Benchmark JGBs inch up ahead of U.S. presidential election
TOKYO Nov 5 (Reuters) - Benchmark Japanese government bonds inched up on Monday ahead of the U.S. presidential election on Tuesday and a vote in the Greek parliament over a new austerity package later in the week.
* The 10-year yield dipped 0.5 basis point to 0.770 percent, while 10-year JGB futures rose 8 ticks to 144.14, breaking above t h eir 14-day moving average at 144.12.
* "If (Barack) Obama wins (the U.S. election), then the risk market would be modestly sold off. U.S. Treasury yields, and accordingly JGB yields, may face bullish pressure," said Yuya Yamashita, rates strategist at J.P. Morgan.
"If (Republican candidate Mitt) Romney wins, the risk market would show a good performance. Our U.S. strategist expects under the Romney victory scenario, 10-year U.S. Treasuries would rise to 2 percent. Then JGBs would come under bearish pressure."
* Greece's government will present a new austerity package to parliament on Monday. Prime Minister Antonis Samaras' package of 13.5 billion euros ($17.3 billion) in cost cuts and tax hikes is expected to be voted on Wednesday along with measures making it easier for firms to hire and fire workers.

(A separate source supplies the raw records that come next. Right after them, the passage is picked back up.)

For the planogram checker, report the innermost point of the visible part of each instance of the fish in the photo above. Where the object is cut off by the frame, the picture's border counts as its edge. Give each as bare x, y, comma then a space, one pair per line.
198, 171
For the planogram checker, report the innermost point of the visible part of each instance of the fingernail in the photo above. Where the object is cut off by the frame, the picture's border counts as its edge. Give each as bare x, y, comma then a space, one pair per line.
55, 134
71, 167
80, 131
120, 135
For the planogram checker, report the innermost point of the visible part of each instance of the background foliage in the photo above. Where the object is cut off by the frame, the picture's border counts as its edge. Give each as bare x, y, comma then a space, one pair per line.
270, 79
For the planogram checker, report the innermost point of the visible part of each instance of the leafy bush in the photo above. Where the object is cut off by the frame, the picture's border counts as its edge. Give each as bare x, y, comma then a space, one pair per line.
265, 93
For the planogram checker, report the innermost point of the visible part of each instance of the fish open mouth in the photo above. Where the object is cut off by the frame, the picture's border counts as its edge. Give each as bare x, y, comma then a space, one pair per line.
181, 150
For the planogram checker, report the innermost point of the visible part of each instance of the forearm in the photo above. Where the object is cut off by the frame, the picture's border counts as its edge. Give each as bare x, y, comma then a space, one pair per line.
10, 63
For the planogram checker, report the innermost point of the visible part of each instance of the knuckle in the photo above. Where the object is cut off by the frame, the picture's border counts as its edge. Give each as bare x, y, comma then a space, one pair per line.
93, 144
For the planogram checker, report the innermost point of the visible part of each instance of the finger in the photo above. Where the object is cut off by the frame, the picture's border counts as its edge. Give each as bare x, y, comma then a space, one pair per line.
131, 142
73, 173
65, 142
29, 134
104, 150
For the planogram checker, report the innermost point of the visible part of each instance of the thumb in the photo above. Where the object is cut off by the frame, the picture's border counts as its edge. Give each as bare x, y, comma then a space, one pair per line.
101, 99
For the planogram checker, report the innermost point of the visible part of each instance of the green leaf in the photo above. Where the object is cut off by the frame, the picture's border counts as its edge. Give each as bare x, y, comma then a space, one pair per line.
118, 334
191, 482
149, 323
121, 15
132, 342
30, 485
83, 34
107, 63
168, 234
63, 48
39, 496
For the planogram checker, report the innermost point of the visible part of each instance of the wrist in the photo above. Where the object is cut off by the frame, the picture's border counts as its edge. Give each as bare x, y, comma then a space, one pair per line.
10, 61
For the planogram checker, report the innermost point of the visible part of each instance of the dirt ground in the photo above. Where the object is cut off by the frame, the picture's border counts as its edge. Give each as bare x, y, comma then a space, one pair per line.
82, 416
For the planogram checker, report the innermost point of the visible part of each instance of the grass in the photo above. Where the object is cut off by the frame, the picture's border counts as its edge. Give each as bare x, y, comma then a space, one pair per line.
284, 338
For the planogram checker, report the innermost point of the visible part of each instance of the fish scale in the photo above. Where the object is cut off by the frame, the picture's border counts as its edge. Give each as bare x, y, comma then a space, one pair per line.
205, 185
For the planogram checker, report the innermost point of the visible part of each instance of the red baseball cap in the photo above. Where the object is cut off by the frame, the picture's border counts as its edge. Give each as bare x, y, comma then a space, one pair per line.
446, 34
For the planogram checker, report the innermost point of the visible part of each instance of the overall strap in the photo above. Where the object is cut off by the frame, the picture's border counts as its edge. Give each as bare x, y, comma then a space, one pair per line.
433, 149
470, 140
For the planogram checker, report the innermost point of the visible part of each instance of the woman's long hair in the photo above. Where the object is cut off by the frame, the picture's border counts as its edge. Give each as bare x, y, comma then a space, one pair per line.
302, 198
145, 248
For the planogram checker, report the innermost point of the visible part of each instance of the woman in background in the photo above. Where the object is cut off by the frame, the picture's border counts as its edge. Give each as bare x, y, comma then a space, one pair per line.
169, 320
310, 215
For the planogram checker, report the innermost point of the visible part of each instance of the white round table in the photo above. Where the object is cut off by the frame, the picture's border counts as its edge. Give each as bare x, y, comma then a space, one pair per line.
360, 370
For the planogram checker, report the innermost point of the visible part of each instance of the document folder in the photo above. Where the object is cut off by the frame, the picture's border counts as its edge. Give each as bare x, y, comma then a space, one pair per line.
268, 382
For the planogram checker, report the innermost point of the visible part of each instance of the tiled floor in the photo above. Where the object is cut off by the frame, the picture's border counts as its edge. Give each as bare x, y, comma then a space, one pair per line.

* Yields on both 20-year and 30-year debt edged 0.5 basis point higher, to 1.685 and 1.945 percent respectively.
* Barclays said the benchmark 10-year yield was unlikely to rise above 0.80 percent due to the weak global economic outlook, even though U.S. jobs data for October came in better than expected.
* "Although U.S. employment data beat expectations, U.S. yields ended largely flat on the day. The global economic cycle likely bottomed around September, but in the absence of demand-driving sectors, the pace of recovery is likely to be modest," Barclays said in a note.
"The duration of monetary accommodation in major economies has yet to be influenced substantially by fundamentals. Indeed, if the U.S. presidential election give rise to negative views in risk asset markets linked to the U.S. fiscal cliff and financial regulation, long-term yields could even come under downward pressure."